Thursday, March 26, 2009

Low Expectations

Today I was talking to R about boys and we both expressed our dismay at the lack of even mildly appealing men in the city.

When I was younger, naive, romantic, idealistic, and whatnot, I was really picky about guys, and wouldn't even go out on a date with a guy that I deemed less than suitable. And the second that I found even a little something I didn't like, he was outta there.

Then, for a long period of time, I would talk to and hand out my phone number to anyone with a pulse. Really. In a totally non-desperate way, of course. I was just playing the odds and figured the more people I actually gave my number to, the higher the odds were that one of them would actually call.

Now, I've settled into a middle ground where I'll usually go out on at least one date with a guy, but once he starts to show any signs of psychotic behavior, I cut him out of life.

But, what is totally bizarre, is I've found that my actual requirements for a guy have dramatically tanked.

Whereas I used to have a list that would rival eHarmony's of the qualities that a person would need to possess to be worthy of my affections, I have now settled on four main questions.

1) Are you single, as in not seeing or dating or married to someone?

Yes? Check!

2) Are you gainfully employed?

(Hey in this economic environment, that's a very fair question, and a guy with a good job is more than a catch.)

Yes? Check!

3) Do you live with your parents?

(You would think that this wouldn't be so much of a problem at my age, but shockingly, it is. For some strange reason, every other guy that my friends and I come across seems to live with his parents.)

No? Check!

4) Do you have any strange fetishes or problems operating your machinery, if you get my drift?


And we have a winner!

But honestly, you'd be surprised how few guys actually satisfy all of these conditions. There was a time when I cared about things like sense of humor and education and age...but those days are long gone. After all, desperate times call for desperately decreasing standards.

So from now on, R and I are going to do what we call "border control" for one another, and make sure all potential male applicants can meet the above criteria before any actual time or conversation is invested in them.
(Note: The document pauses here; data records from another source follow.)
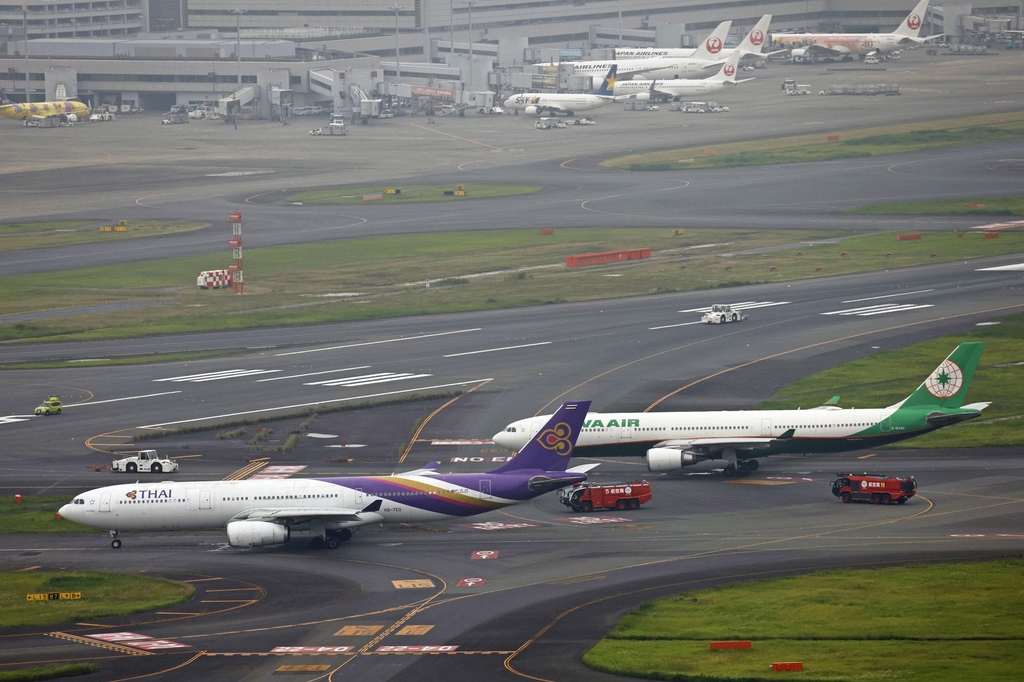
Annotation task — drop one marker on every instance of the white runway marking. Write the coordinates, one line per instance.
(374, 343)
(875, 298)
(366, 380)
(216, 376)
(494, 350)
(130, 397)
(742, 305)
(671, 326)
(882, 309)
(313, 374)
(316, 402)
(13, 419)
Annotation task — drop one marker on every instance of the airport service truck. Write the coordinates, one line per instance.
(146, 460)
(589, 496)
(877, 488)
(720, 314)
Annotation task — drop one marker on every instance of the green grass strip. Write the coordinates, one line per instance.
(409, 194)
(47, 672)
(929, 623)
(972, 206)
(103, 595)
(890, 376)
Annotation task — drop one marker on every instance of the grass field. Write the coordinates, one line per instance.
(973, 206)
(914, 624)
(502, 269)
(54, 672)
(16, 237)
(37, 514)
(890, 376)
(102, 595)
(852, 143)
(410, 194)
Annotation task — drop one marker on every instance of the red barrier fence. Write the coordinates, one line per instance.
(606, 257)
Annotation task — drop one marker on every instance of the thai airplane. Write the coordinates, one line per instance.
(257, 513)
(849, 45)
(674, 439)
(645, 90)
(560, 102)
(69, 111)
(705, 57)
(749, 48)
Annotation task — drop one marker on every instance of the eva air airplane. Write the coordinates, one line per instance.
(265, 512)
(674, 439)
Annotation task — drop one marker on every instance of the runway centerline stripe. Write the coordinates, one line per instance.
(313, 374)
(374, 343)
(316, 402)
(494, 350)
(679, 325)
(875, 298)
(130, 397)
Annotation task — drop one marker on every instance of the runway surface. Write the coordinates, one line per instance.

And, we are done giving out our phone numbers to guys. At all. If some guy bizarrely comes along who can pass border control and I want to see him again, I'll take his number and call him when I damn well feel like it.

I can't lie, though. There is a part of me that wonders when I became so willing to settle for so little. At the very least, I should request that someone be equal to me; therefore the employment and apartment part should just be a given.

We'll see how this new plan plays out this weekend. At the very least, amusement is sure to follow. Keep your eyes peeled for S & R Border Control coming soon to a dive bar near you!